The prediction has been made in a study that also investigated the immediate danger possibly happen due to Tsunami and its impacts on Pakistan and India. It has been forecasted by the researchers that the Makran subduction zone will experience a 9-magnitude earthquake which would eventually cause a Tsunami in the Arabian Sea.
It has been advised to Pakistan and India to be aware of this impending threat while preparing for the hazard control and prevention.
The Karachi Nuclear Power Plant (KANUPP) in Pakistan is situated along the Arabian coastline, which produces 90 Mega-Watt electricity to the national grid.
The power generation capacity of KANUPP will increase with the completion of KANUPP-II in 2021, and KANUPP-III in 2022. Both the upcoming projects will increase the power generation capacity by 2200 MW. After the addition, KANUPP is assumed to be contributing 10% to the total power generation capacity of Pakistan.
Similarly, India has Tarapur Atomic Power Station (TAPS) and Kaiga Atomic Power Station (KAPS) along the Arabian coastline, which produces 1400 and 860MW of power respectively.
The reason why Nuclear Power Plants are installed along the coastline is that the plentiful seawater can be consumed in cooling the power plants.
The Director at Liu Institute of Global Issues, University of British Columbia, M.V. Ramana said that it is inevitable to save the power plants from any kind of accidents, many internal causes are involved, however, harms caused by natural disasters are severe and sometimes results in disabling the safety systems of power plants.

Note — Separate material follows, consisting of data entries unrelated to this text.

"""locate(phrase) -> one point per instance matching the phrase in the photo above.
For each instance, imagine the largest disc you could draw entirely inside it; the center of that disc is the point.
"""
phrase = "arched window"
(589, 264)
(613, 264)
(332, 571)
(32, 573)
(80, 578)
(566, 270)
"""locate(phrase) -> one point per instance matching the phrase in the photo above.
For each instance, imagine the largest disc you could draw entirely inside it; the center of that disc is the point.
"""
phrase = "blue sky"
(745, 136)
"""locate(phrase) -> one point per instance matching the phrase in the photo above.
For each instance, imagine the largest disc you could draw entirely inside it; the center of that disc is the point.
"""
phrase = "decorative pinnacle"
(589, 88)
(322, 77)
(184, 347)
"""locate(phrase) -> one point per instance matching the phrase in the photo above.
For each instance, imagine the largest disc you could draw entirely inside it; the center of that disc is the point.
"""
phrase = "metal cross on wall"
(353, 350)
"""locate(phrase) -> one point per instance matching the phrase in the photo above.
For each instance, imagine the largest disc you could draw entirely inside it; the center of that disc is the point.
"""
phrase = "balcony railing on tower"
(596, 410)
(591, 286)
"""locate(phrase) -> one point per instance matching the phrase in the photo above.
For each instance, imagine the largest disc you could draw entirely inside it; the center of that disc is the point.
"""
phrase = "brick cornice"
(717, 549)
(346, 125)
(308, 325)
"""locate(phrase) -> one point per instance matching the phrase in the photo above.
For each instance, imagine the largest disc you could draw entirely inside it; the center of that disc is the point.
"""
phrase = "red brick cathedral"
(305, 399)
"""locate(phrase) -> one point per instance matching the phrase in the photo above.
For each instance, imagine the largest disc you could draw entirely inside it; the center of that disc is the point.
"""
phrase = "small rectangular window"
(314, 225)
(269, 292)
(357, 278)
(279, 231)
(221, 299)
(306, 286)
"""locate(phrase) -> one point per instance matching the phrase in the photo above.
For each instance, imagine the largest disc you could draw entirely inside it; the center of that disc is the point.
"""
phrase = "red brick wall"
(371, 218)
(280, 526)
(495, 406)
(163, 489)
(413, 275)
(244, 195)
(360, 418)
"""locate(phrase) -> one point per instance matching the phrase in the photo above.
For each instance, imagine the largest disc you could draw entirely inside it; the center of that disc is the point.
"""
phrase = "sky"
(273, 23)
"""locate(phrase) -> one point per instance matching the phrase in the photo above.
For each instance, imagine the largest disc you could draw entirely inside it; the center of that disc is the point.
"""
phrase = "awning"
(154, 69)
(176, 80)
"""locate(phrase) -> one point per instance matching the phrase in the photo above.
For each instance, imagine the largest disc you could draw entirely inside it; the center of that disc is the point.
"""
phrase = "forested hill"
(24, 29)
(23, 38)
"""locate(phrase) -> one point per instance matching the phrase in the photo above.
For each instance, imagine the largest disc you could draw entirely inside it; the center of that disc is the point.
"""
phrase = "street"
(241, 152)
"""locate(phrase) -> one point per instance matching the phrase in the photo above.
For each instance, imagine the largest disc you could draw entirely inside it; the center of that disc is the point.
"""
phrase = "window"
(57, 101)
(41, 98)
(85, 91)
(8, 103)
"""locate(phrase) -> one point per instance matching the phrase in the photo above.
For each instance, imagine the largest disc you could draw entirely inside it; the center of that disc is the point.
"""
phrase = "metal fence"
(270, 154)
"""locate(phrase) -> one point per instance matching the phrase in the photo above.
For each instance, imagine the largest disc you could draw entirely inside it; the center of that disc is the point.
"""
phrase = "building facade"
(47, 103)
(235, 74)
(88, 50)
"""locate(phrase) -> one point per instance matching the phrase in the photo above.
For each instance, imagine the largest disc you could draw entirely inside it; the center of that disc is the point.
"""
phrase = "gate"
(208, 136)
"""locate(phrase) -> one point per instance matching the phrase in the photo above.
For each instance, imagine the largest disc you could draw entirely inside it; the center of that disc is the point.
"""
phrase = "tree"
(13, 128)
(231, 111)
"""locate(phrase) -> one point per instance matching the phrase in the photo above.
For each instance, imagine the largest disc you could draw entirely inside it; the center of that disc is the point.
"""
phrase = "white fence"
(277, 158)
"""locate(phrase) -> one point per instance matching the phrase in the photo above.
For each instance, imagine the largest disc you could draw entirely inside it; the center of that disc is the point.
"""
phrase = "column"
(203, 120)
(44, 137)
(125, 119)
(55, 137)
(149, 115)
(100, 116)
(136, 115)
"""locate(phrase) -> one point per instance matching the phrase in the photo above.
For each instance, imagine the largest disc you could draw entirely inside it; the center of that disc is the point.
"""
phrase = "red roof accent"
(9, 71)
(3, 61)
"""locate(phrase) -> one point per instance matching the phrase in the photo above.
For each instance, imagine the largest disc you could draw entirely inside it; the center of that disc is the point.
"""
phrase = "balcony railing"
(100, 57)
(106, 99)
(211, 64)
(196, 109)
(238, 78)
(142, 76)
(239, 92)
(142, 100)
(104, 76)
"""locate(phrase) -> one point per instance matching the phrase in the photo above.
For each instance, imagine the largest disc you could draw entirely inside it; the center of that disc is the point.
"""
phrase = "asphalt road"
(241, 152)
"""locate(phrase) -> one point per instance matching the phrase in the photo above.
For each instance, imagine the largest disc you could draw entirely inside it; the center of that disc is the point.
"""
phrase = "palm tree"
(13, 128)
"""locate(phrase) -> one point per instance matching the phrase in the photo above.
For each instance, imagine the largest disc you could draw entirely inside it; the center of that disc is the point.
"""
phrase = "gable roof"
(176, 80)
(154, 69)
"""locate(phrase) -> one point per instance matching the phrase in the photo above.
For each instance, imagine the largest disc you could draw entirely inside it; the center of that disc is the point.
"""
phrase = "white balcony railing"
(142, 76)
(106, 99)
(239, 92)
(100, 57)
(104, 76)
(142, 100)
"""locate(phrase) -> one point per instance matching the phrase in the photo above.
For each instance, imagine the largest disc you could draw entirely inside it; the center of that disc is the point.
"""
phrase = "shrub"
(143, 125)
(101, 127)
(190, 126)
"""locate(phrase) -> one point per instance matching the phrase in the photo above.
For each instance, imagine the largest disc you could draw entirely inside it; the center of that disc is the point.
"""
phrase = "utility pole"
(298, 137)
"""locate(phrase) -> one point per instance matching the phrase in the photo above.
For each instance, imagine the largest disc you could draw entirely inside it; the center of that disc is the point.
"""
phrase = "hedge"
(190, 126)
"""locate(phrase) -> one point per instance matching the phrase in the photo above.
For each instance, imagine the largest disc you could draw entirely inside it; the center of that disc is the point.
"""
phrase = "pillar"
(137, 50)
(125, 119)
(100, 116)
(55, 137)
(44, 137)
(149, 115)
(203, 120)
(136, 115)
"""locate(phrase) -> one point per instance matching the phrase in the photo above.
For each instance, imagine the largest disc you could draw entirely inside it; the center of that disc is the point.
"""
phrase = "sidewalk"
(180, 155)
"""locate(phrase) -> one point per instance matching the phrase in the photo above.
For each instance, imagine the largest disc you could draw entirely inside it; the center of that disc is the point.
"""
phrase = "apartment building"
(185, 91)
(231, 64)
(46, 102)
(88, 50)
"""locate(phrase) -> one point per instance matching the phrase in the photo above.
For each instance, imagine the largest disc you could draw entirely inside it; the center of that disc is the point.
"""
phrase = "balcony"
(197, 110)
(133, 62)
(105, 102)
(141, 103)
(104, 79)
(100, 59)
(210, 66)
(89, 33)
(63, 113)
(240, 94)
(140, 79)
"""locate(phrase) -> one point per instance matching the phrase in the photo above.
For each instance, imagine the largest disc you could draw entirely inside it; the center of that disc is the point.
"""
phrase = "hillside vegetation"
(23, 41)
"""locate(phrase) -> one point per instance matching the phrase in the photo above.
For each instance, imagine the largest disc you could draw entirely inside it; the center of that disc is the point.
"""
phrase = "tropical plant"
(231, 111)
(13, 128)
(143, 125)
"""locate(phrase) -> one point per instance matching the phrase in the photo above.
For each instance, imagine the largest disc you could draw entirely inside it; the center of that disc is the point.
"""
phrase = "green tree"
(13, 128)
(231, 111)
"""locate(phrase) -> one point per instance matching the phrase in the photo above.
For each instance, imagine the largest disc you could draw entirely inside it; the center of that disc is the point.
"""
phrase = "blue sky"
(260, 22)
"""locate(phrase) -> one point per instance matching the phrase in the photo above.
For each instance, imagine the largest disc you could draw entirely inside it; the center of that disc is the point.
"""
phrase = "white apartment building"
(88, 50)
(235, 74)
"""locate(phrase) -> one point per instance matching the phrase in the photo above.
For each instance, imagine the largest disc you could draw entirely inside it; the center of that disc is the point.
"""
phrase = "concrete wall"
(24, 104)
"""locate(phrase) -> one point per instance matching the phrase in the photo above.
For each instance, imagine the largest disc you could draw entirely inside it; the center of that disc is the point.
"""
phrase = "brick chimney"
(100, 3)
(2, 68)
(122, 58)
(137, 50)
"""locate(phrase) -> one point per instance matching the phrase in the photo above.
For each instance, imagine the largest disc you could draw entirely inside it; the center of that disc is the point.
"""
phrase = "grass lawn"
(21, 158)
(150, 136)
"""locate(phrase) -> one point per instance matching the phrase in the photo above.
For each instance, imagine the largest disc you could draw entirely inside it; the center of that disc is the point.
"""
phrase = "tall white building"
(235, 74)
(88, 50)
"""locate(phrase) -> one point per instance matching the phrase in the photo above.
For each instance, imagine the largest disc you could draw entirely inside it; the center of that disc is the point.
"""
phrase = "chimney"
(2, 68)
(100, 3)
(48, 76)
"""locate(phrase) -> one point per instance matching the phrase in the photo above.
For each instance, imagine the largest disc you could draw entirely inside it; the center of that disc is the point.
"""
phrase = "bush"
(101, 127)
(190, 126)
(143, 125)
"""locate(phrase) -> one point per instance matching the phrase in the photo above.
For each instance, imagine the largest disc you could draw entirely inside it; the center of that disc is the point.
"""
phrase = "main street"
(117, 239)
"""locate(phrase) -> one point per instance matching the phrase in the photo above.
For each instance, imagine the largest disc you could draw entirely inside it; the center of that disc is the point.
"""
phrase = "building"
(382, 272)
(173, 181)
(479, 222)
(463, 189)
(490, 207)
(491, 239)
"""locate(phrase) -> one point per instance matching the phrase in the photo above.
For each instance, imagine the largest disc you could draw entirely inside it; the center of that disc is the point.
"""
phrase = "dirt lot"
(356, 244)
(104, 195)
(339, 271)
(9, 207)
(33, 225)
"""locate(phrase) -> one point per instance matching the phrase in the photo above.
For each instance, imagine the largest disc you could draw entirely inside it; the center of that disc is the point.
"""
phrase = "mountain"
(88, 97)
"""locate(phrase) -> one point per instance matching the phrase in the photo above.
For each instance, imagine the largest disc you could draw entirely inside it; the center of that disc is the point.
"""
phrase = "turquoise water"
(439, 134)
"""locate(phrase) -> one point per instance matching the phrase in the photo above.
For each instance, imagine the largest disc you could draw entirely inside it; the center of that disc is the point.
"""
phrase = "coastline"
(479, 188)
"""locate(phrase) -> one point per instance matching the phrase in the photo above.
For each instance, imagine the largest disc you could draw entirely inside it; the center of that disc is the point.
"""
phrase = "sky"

He further said that the construction of Nuclear Power Plants in the areas vulnerable to natural disasters is problematic.
In order to protect the nuclear reactors against such natural calamities, the building of high sea walls will help to provide protection. However, the cost will be increased heavily and the power plants will become less cost-efficient as compared to the other sources of power generation.
The disastrous Asian Tsunami killed over 250,000 people in Indonesia, Sri Lanka, and Thailand. The Tsunami was originated in the Andaman-Sumatra region in the larger Indian Ocean in 2004. In the same year, Madras Atomic Power Station (MAPS) situated in Tamil Nadu underwent a great loss due to overburden during Tsunami.